Other papers have seen an increase in corrections in the wake of layoffs and buyouts, but it’s tough to say if the number of corrections published by the Times has been on the rise. The paper uses an internal database to keep track of its corrections, so it has the data. (It’s also important to note that the number of corrections is not the same as the number of errors.)
This is the pick of the litter from today’s Times:
An article on Nov. 22 about the Dutch province of Friesland included a number of errors.
In reference to Friesland’s history, it was the feudal lords — not the Romans — who had no success conquering the Frisians in the 13th and 14th centuries. The Frisians were mostly Germanic people, not just Saxons, who had migrated there in the fourth and fifth centuries — not the first century. Friesland was considered an autonomous and proud region up to the 1500s — not “through” the Middle Ages. And it fell to the Habsburg Empire — not to the Holy Roman Empire — at the beginning of the 16th century. Also, while Friesland’s agrarian landscape is indeed dotted with terps, mounds measuring from a few to 20 feet high, terps are also found in the North Sea marshlands, encompassing parts of Holland, Germany and Denmark; the mounds are not found just in current-day Friesland.
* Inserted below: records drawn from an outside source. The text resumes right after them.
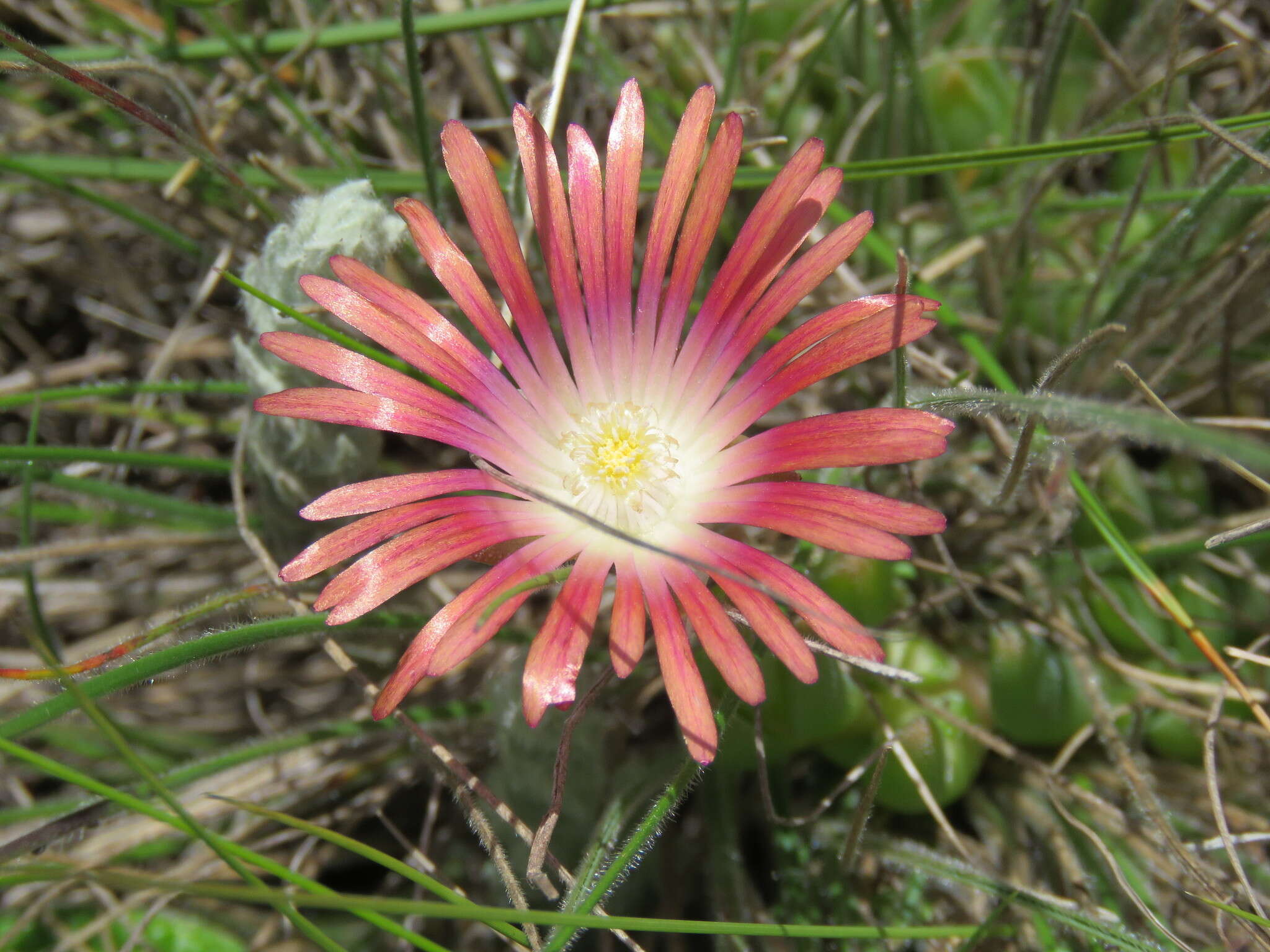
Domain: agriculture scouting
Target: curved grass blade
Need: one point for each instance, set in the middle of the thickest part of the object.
(128, 213)
(1109, 935)
(179, 655)
(116, 457)
(47, 873)
(376, 856)
(494, 914)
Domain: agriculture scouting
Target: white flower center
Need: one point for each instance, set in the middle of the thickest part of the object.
(623, 466)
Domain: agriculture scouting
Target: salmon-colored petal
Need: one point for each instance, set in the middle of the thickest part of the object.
(825, 528)
(623, 162)
(723, 644)
(856, 505)
(367, 376)
(556, 236)
(494, 231)
(626, 621)
(761, 227)
(353, 409)
(415, 555)
(358, 536)
(473, 628)
(870, 338)
(390, 332)
(557, 653)
(683, 684)
(386, 491)
(413, 664)
(492, 389)
(705, 213)
(773, 627)
(677, 178)
(807, 334)
(803, 277)
(856, 438)
(827, 617)
(459, 278)
(587, 211)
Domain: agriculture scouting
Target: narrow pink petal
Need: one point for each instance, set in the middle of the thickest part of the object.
(677, 178)
(386, 491)
(626, 621)
(761, 227)
(856, 438)
(556, 236)
(773, 627)
(414, 555)
(353, 409)
(807, 334)
(703, 380)
(557, 653)
(803, 277)
(367, 376)
(413, 664)
(683, 684)
(727, 650)
(587, 208)
(492, 226)
(826, 616)
(868, 508)
(425, 322)
(459, 278)
(468, 632)
(623, 162)
(705, 211)
(395, 334)
(824, 528)
(873, 337)
(358, 536)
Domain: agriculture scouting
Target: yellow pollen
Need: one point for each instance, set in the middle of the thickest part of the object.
(623, 464)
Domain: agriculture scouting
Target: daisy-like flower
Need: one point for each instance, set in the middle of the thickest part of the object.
(641, 430)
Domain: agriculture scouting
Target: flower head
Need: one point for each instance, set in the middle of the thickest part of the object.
(641, 431)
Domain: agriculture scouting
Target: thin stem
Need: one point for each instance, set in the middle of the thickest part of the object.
(419, 106)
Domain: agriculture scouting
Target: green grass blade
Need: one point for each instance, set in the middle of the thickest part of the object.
(1140, 426)
(376, 856)
(283, 41)
(178, 656)
(38, 873)
(128, 213)
(116, 457)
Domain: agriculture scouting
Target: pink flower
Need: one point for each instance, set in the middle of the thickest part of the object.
(639, 431)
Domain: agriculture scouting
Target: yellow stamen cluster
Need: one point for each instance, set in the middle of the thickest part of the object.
(623, 465)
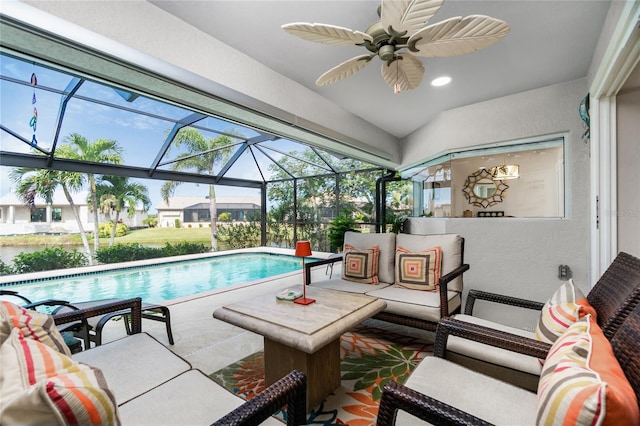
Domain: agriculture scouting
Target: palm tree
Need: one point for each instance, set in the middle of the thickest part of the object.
(42, 183)
(211, 151)
(100, 151)
(122, 194)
Of the towns whose squares and alleys the writer explored, it was Stavoren — not Hindeloopen — that had a more prosperous seaport than Amsterdam up until the 1400s, not the 1700s. And the neighboring towns Stavoren and Hindeloopen, in addition to having a thriving trade with Scandinavia, also had a robust trade with the Baltic countries — but not with Russia.
A reader pointed out the errors in an e-mail message on Nov. 29; this correction was delayed for research.